Einbezug der Unfall-Patienten in die Erarbeitung der Unfallreha-Qualitätskriterien
Die betroffenen Unfallreha-Patienten müssen in die Erarbeitung von neuen Qualitätskriterien miteinbezogen werden. Als Direktbetroffene können sie wichtige Inputs beisteuern. Sie haben spezifische Bedürfnisse und einen berechtigten Anspruch, bei den entsprechend dafür eingerichteten Leistungserbringern behandelt zu werden. Dies kam auch während der Podiumsdiskussion seitens der eingeladenen Patientin, Katja Rüesch, zum Ausdruck.
Interdisziplinäre und interprofessionelle Zusammenarbeit
Gerade weil es sehr komplexe Fälle gebe und sich die Therapieformen und Hilfsmittel ständig weiter entwickeln, seien optimale Prozesse jeden Tag entscheidend, erläuterten der Chief Medical Officer der Rehaklinik Bellikon, Dr. med. Christian Sturzenegger, Dr. Peter Erhart, Leiter Unternehmensentwicklung/Qualitätsmanagement und Renée Bolzern, Leiterin Ressort Therapien Rehaklinik Bellikon. Es brauche konzeptionelle Partnerschaften, interprofessionelles Vorgehen und enges Zusammenarbeiten zwischen Akut- und Rehakliniken. Strukturell seien erstklassige bildgebende Verfahren, die technische Orthopädie und robotergesteuerte Therapien zu erwähnen, während es bei den Prozessen um interdisziplinäres und interprofessionelles Zusammenarbeiten und schliesslich bei der Ergebnisqualität um Reintegration, Patientenzufriedenheit und optimale Koordination mit sozialen Stellen wie der IV gehe.

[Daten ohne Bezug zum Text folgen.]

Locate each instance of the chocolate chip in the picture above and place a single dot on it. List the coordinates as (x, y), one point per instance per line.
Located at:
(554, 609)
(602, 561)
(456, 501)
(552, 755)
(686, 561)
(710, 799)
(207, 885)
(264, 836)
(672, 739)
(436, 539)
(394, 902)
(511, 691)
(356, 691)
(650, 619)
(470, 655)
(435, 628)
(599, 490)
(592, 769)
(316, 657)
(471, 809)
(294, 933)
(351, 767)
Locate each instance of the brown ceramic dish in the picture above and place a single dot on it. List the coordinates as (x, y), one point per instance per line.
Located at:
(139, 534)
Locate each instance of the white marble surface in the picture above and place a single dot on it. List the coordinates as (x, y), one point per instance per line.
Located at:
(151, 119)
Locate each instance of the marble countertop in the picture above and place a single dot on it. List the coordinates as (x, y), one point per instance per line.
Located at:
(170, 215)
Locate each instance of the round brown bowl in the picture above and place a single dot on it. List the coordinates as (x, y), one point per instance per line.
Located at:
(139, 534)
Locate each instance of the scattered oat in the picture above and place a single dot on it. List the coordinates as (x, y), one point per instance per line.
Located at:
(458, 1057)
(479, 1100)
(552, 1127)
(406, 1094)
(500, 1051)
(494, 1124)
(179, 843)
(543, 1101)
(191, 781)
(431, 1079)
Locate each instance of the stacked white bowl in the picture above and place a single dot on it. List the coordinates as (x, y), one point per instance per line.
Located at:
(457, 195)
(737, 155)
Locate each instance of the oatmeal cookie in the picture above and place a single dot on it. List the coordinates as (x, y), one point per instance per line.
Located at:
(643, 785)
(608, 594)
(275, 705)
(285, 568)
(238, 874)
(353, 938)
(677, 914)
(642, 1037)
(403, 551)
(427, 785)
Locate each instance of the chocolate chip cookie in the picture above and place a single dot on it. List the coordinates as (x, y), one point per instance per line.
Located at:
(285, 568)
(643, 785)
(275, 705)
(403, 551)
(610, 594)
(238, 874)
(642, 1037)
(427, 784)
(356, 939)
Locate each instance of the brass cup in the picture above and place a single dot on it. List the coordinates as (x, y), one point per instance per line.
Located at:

«Unfallrehabilitation bleibt auch in Zukunft sehr individuell», zog Dr. Gianni Roberto Rossi, CEO Rehaklinik Bellikon, ein Fazit. «Entscheidend bleibt das Faktum, wie gut sich unsere Patienten im Leben und Beruf wieder zurechtfinden. Komplexe Unfallrehabilitation ist Reha plus. Nur mit einem ganzheitlichen Denken und einem auf die spezifischen Bedürfnisse zugeschnittenen Angebot können wir die Anforderungen an Qualität und Effizienz in Zukunft erfüllen. Es bleibt zu hoffen, dass die Versicherungen zukünftig auch beim Produkt der komplexen Unfallrehabilitation Leistungserbringer berücksichtigen, welche die entsprechenden Anforderungen erfüllen – genau so, wie sie es heute auch bei anderen Produkten machen.»